You have to love the openness and transparency in (most) of the public sector. As my friend Mark Stelzner so accurately pointed out a few weeks back, the Freedom of Information Act and other local regulations often require that meetings, documents, contracts, and proceedings of various governmental bodies are regularly made available to the public and/or posted online for all to see.
Case in point - a recent article describing a meeting of the San Antonio, Texas based Alamo Community College District, a collection of Texas Community Colleges having about 6,000 total employees, where the Vice Chancellor of Human Resources pitched a close to $500,000 purchase of some new HR software to the college system's Board of Trustees. Making the pitch as an HR leader to the ultimate decision makers for a big outlay for HR software is never easy, but as the article in the Ranger online aptly demonstrates, making said pitch without ready and defensible answers to some of the obvious questions that responsible budget holders are bound to ask is a recipe for failure, (and a little embarrassment).
Some highlights in case you don't read the entire Ranger piece: (questions and answers edited a bit for clarity)
Trustee Question #1 - Why are we doing this, i.e. why do we need to drop half a million on HR software?
HR Leader Answer: "We just really don't know a lot about how we're developing or if we're developing the talent we have out there waiting for us."
Eek. While that is likely true, when presented in that context it does not really inspire much confidence in the HR function. Make the case be about what the new tools will enable HR to do in order to help the organization meet its goals and develop talent sure, just don't state, 'We really have no idea what is doing on with our people and we need help.'
Trustee Question #2 - Are there any other similar customers using this solution, specifically, any other community colleges?

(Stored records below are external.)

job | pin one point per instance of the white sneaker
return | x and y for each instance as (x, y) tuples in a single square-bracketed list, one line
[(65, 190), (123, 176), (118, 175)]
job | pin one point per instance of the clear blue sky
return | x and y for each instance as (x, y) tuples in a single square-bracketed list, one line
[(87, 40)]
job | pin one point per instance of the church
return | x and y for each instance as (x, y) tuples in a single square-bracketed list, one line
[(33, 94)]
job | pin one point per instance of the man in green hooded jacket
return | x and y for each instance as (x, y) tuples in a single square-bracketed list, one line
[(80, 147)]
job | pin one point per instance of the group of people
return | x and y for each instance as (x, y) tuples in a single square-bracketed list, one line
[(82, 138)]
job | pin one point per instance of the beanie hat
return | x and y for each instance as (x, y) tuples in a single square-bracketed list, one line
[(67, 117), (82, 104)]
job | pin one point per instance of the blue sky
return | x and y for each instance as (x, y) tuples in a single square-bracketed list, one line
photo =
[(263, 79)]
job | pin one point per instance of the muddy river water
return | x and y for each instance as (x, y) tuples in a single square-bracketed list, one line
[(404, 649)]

HR Leader Answer: "I don't know."
Ack. I don't completely blame the HR pro on this one. Not totally. Any vendor rep that had a clue what they were doing would have prepped the HR professional for this question and provided her with a list of references. But budget authorities the world over are not typically known for their willingness to embrace risk. Not having an answer to the question just makes HR seem more out of touch with business risk and reality.
Trustee Question #3 - What happens if we don't buy this software now?
HR Leader Answer: "Nothing really. If we wait until after December, then we will have to pay a higher price.
Trustee follow up - How much more?
HR Leader Answer : I am not sure.
You get the idea by now I am sure. Walking into the room, making the big money ask, and not anticipating an preparing for the obvious questions related to the software, the benefits, and the simple risk mitigation strategies associated with large software implementation projects just makes you look unprofessional, and ill-prepared to handle a costly, complex project.
The answers to these questions are not always easy, but the questions are easy to anticipate. If you can't answer them, then maybe you're not ready to sit at the grown-up table.